Obstacles you can encounter when working with your model - and what to do about them
Safety is and has always been a cornerstone in safety-critical industries for decades. And the automotive one is no exception! In order for increasingly automated vehicles to become accepted by society, they need to be perceived as safe, reliable and trustworthy by the public. We’re also talking here about certifiability, traceability and transparency of algorithms.
You, who work in the field, know the chimera this is. As of today, technical teams meet many obstacles along the machine learning lifecycle in their way to developing safe perception systems. It is while resolving those daily challenges that one can learn valuable lessons, though. However, is it possible to make this journey a little more simple and seamless? Bearing in mind real magic doesn’t exist (though many magicians will disagree!), the best thing one can do is to accept reality as it is, and work on what is under your control. And that’s where we come. For we might not be wizards (yet), but we can share our knowledge, and there are actually a few things you can have an eye on so that the development process of your safe perception system goes as smoothly as possible.
Don’t see issues! See opportunities to improve your way of working
In the following paragraphs, we will give account on some of the pitfalls you can encounter in the different steps of the machine learning lifecycle, a key component for automated and autonomous driving. Developing a machine learning model ready to be used for perception in a vehicle is an iterative process with a few different stages. It is iterative because, well, it is by nature impossible to tell in advance how a particular model will perform, so you will most likely find yourself going back and forth through the different phases before you reach something which is ready. These phases are the requirements or guidelines phase; data management; model development; model testing and verification; and model deployment phase.
Up next, you will find advice on some of the most common problems that can lead to errors in the model in each of those phases, and that can make a system less safe, together with some recommendations on how your team can minimize these unwanted outcomes. We are presenting the stages as if it was a linear process, but as we said, there is little chance that you will complete a successful machine learning project just by a “waterfall process” where you do each phase only once. Instead, you will have to go back and forth and iterate until you’ve understood your problem and found a good solution.

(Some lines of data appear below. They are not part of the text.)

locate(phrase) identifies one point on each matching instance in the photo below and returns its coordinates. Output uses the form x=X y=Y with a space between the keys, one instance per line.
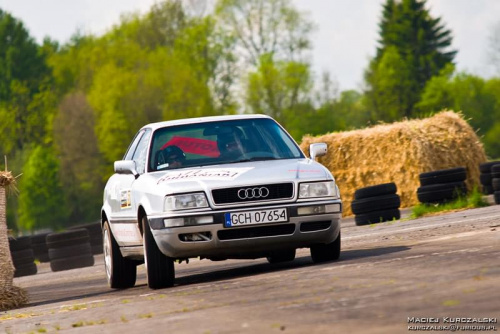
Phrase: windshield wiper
x=256 y=159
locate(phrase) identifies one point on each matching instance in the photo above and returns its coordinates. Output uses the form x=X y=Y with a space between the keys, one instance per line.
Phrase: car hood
x=236 y=174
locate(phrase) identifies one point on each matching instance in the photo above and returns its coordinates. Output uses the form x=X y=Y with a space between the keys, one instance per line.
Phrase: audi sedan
x=226 y=187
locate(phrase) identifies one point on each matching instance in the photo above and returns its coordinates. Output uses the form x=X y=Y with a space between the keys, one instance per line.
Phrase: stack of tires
x=486 y=178
x=442 y=185
x=95 y=235
x=22 y=256
x=39 y=246
x=376 y=204
x=69 y=250
x=495 y=182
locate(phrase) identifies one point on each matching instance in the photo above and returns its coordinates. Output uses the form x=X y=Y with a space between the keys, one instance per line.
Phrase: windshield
x=222 y=142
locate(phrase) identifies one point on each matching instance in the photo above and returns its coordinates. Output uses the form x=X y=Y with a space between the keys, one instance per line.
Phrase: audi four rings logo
x=253 y=193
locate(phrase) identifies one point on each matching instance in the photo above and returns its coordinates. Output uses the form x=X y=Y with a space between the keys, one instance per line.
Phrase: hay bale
x=398 y=153
x=10 y=295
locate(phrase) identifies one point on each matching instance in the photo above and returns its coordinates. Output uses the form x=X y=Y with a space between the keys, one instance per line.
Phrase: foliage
x=413 y=48
x=280 y=89
x=477 y=98
x=41 y=200
x=20 y=57
x=473 y=200
x=81 y=165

Requirements, and in particular, annotation guidelines
A house is built on solid foundations. Automated driving, too. These foundations include specifying the so-called operational design domain (ODD), meaning laying out under what circumstances the machine learning model is expected to work. Moreover, it also includes specifying how to measure how well that the model works: you will most likely have to decide later which one of two alternative models to choose, and for making that choice you will need to have a way of putting numbers (that you can compare) on their performance. Depending on the context, these numbers can be called metrics, key performance indicators (KPI) or safety performance indicators (SPI).

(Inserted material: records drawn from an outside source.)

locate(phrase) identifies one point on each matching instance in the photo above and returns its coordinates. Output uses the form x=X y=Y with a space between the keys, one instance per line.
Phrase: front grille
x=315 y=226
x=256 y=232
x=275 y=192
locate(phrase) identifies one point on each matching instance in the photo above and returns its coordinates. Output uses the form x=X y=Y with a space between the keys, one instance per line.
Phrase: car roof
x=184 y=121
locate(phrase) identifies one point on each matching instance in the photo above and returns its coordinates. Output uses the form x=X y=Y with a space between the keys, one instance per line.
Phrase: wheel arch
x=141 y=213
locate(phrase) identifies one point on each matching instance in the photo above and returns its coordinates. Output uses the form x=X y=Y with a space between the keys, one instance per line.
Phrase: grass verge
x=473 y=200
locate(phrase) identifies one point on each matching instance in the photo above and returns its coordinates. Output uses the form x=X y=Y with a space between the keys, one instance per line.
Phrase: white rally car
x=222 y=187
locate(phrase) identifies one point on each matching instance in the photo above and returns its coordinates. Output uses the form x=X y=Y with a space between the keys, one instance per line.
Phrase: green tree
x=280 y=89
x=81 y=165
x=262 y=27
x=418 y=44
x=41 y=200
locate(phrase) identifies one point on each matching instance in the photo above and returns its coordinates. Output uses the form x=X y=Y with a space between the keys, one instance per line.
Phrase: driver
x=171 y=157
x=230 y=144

Most important for automated and autonomous driving, however, are perhaps the annotation guidelines. Machine learning is “programming by example”, and it is through those examples the machine learning model will learn how to interpret the world. That interpretation is the annotations of your data. It is through the guidelines you specify whether your perception system should recognize cats or whether it should make a distinction between fire trucks and tow trucks. That’s why writing adequate guidelines is so important.
Failing in this phase could, for example, lead to:
- Problems with dataset distribution, due to an incomplete specification of the intended ODD.

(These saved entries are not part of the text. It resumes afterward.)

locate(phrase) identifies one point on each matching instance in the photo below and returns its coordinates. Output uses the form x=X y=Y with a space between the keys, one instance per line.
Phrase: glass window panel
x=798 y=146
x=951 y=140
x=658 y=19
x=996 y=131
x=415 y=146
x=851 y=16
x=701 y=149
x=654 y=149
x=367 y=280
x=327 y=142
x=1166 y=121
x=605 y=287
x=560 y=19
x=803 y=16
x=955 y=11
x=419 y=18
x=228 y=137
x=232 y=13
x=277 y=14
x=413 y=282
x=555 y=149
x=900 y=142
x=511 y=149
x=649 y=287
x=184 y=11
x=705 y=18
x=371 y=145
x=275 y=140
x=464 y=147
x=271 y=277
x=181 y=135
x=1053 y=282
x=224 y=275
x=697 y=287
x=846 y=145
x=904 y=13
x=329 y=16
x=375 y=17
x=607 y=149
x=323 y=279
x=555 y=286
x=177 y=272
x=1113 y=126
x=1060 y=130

- Later not picking the best model because of poorly chosen metrics/KPIs.
- Systematic detection failures because of repeated mistakes in the annotations.
- Unreliable uncertainty estimates because of ambiguous annotations.
How to avoid this? Again, it all starts with spending some effort in thinking through the requirements and writing adequate guidelines for your use case. We have written some articles about that, so we recommend you to read them if you haven’t already.
Data management and data annotation phase
This phase is about going from specifications to a ready-to-use dataset. It’s about collecting and selecting data, as well as annotating it. Or, alternatively, simulating it. Or both. This phase is a lot about making sure your requirements and guidelines are materializing in terms of actual data that you can use for training later on. Of course, it is important to make sure the data does represent the ODD and that its annotations follow the guidelines. But there is also room for additional, more advanced, concepts such as using active learning to annotate only the most informative data (not to waste annotation resources).
Failing in this phase can lead to:
- Again, problem with dataset distribution. It is not sufficient to only specify your ODD properly, but you also need the data to follow the ODD specification.
- Again, downstream problems with detection or uncertainty estimates because of poor annotations that did not follow the guideline.
- Not having enough training data. Indeed, there are many aspects of what is good training data, and just considering the sheer amount of data is not sufficient. But having too few data will never work. The amount does matter as well.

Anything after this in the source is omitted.